Kabarè Z : le premier cabaret caribéen et féministe voit le jour en Martinique
C’est une grande première : la Martinique accueille cette semaine un cabaret d’un genre inédit, caribéen, féministe et résolument contemporain. Ce week-end, la salle de l’Arobase, à Schoelcher, ouvre ses portes au Kabarè Z, un spectacle porté par l’association Zanmi et placé sous la direction artistique de la sociologue, autrice et performeuse Nadia Chonville.
Entre fête, politique et revendication culturelle, le Kabarè Z ambitionne de réinventer les codes du cabaret classique pour en faire un espace profondément ancré dans les réalités caribéennes et dans les luttes féministes actuelles.
Danse, musique, poésie, performance : le Kabarè Z réunit un casting éclectique où brillent Rajah the Mpress, Madi, Jann Beaudry, Sarah Sabin, et bien d’autres artistes engagés. Toutes et tous partagent une même volonté : célébrer une Caraïbe libre, plurielle, créative, loin des clichés et des normes imposées.
Si l’on connait Nadia Chonville en tant que sociologue et femme politique, c’est sous une autre casquette, en coulisses et sur scène qu’on la retrouve. Elle assure la direction artistique de ce projet qu’elle conçu minutieusement durant deux ans avec un casting exigeant dont elle est la première fan.
Nadia Chonville, exprime un bel enthousiasme.

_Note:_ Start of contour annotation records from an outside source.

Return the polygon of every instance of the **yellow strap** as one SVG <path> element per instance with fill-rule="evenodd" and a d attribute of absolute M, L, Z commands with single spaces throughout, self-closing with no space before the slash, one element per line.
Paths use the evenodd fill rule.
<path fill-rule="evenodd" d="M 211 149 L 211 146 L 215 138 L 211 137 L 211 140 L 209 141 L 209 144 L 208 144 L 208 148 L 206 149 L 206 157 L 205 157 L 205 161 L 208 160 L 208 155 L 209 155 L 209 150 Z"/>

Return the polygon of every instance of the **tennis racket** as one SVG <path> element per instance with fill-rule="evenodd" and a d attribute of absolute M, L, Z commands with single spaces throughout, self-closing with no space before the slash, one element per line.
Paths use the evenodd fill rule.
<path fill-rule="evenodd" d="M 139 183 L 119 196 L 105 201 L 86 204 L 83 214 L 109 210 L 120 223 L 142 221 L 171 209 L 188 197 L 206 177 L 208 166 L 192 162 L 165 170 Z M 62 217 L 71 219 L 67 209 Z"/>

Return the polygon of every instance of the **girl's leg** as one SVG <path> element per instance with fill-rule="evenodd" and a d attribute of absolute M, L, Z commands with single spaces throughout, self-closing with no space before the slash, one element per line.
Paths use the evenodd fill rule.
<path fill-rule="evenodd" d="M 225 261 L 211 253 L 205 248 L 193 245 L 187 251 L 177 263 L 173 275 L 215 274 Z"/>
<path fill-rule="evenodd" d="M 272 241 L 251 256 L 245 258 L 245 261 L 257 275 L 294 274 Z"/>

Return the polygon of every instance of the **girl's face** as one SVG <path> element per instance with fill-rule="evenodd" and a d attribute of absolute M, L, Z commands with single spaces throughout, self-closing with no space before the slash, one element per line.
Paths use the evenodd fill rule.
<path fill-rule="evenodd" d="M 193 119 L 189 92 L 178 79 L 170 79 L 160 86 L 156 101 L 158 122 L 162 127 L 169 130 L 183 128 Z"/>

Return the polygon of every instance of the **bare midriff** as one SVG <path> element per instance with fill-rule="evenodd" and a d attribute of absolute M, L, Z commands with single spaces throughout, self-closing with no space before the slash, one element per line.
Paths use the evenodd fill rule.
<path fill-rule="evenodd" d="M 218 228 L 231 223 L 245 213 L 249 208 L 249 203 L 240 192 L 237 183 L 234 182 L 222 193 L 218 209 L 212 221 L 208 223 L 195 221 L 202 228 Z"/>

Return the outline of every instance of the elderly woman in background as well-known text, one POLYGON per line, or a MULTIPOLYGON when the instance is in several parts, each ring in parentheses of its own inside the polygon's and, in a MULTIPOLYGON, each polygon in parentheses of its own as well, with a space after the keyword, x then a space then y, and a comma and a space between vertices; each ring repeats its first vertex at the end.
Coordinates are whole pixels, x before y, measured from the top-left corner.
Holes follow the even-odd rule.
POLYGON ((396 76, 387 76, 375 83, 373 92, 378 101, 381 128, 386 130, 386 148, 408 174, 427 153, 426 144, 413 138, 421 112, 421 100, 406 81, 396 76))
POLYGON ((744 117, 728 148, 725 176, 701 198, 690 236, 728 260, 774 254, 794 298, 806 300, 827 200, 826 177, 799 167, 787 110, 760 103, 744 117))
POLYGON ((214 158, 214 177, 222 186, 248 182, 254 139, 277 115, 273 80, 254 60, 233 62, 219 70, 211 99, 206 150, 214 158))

Je suis la première fan de ce que nous créons. Je suis dans une période de kiff incroyable. Mon premier travail, c’est de trouver les artistes géniaux, puis d’organiser tout cela comme une cheffe d’orchestre. Le soir venu, j’accueille le public : l’hospitalité a toujours fait partie de moi. Et en tant qu’intellectuelle féministe, j’apporte aussi le contexte, les mots, les transitions. Oui, on va parler du patriarcat.

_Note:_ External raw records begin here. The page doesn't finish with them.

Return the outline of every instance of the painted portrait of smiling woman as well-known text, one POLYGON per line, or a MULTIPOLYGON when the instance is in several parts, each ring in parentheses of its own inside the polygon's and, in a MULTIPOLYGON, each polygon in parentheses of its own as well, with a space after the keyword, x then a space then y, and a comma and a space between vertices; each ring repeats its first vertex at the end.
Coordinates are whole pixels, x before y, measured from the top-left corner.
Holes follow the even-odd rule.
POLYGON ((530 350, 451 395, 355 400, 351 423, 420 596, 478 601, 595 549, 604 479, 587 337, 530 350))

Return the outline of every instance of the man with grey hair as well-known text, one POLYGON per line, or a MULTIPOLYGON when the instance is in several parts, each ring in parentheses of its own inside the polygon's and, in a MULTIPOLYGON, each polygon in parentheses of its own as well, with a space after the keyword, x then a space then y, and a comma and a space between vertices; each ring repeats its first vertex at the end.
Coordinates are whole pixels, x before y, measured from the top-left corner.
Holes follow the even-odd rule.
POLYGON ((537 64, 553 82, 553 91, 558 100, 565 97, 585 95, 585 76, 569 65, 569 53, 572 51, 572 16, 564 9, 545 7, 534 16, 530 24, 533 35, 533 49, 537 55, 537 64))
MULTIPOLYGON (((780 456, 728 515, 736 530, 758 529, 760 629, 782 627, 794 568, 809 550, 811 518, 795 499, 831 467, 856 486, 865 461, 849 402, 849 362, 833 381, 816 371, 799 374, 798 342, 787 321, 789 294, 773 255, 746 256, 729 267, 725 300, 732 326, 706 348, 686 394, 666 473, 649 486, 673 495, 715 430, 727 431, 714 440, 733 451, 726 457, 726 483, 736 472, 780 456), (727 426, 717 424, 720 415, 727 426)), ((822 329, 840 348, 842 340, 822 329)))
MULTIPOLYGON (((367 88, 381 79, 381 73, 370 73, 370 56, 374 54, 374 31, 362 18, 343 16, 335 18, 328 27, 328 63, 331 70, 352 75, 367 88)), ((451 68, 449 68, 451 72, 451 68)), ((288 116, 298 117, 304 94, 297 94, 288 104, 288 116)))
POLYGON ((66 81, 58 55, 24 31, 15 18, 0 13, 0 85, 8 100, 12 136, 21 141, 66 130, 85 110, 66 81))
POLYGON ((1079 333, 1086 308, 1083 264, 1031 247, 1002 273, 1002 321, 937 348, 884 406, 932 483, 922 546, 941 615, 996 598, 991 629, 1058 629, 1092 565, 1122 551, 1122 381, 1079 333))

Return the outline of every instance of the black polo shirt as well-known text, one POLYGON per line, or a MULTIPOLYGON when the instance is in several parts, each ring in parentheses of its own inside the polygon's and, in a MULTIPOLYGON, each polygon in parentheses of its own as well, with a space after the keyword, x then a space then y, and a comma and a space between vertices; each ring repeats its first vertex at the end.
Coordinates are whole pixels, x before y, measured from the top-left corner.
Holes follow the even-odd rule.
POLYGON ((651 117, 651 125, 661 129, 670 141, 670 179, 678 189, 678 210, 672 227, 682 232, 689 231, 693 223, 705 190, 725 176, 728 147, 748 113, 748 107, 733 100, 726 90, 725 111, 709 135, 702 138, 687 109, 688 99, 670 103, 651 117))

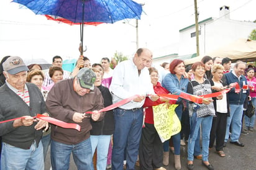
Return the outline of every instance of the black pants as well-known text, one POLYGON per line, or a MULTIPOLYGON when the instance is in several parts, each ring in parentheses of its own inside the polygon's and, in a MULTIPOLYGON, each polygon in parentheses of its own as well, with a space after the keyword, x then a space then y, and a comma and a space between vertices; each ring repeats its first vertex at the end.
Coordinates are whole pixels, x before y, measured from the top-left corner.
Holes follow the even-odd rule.
POLYGON ((153 124, 145 123, 139 150, 140 170, 163 166, 163 143, 153 124))
POLYGON ((225 140, 226 128, 227 127, 227 114, 216 112, 216 117, 213 119, 213 125, 210 133, 210 143, 209 148, 213 148, 214 140, 216 140, 216 151, 223 150, 223 144, 225 140))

Le Kabarè Z se veut ainsi un espace d’expression totale : festif, politique, viscéralement caribéen. Le spectacle veut bousculer les codes, célébrer nos corps, nos voix, nos héritages… et poser les bases d’une véritable filière du cabaret d’ici.
Une résidence d'artistes au Palais de Tokyo
Le cabaret est pensé et conçu en Martinique et a abouti à une résidence artistique dans le prestigieux Palais de Tokyo à Paris.
Là-bas, la troupe a bénéficié de l’accompagnement d’artistes internationaux et de la rencontre avec des performeurs antillais qui vivent aujourd’hui du cabaret, mais en Europe.
Toute la troupe martiniquaise a pu bénéficier de l’accompagnement d’artistes de renommée internationale. De quoi peut être dans un futur proche créer une “filière cabaret” chez nous.
Les artistes martiniquais ou guadeloupéens qui brillent dans le cabaret travaillent à Paris ou à Londres. En Martinique, il n’y a pas de cabaret, pas de marché pour elles. Alors nous sommes allés là où elles se trouvent. Ce sont elles qui nous ont formés et aidés à dessiner ce que serait un cabaret caribéen féministe chez nous.
Cette expérience pourrait marquer un tournant. Pour la première fois, un projet local explore la possibilité de faire émerger une véritable “filière cabaret” en Martinique, offrant des perspectives nouvelles aux artistes du territoire.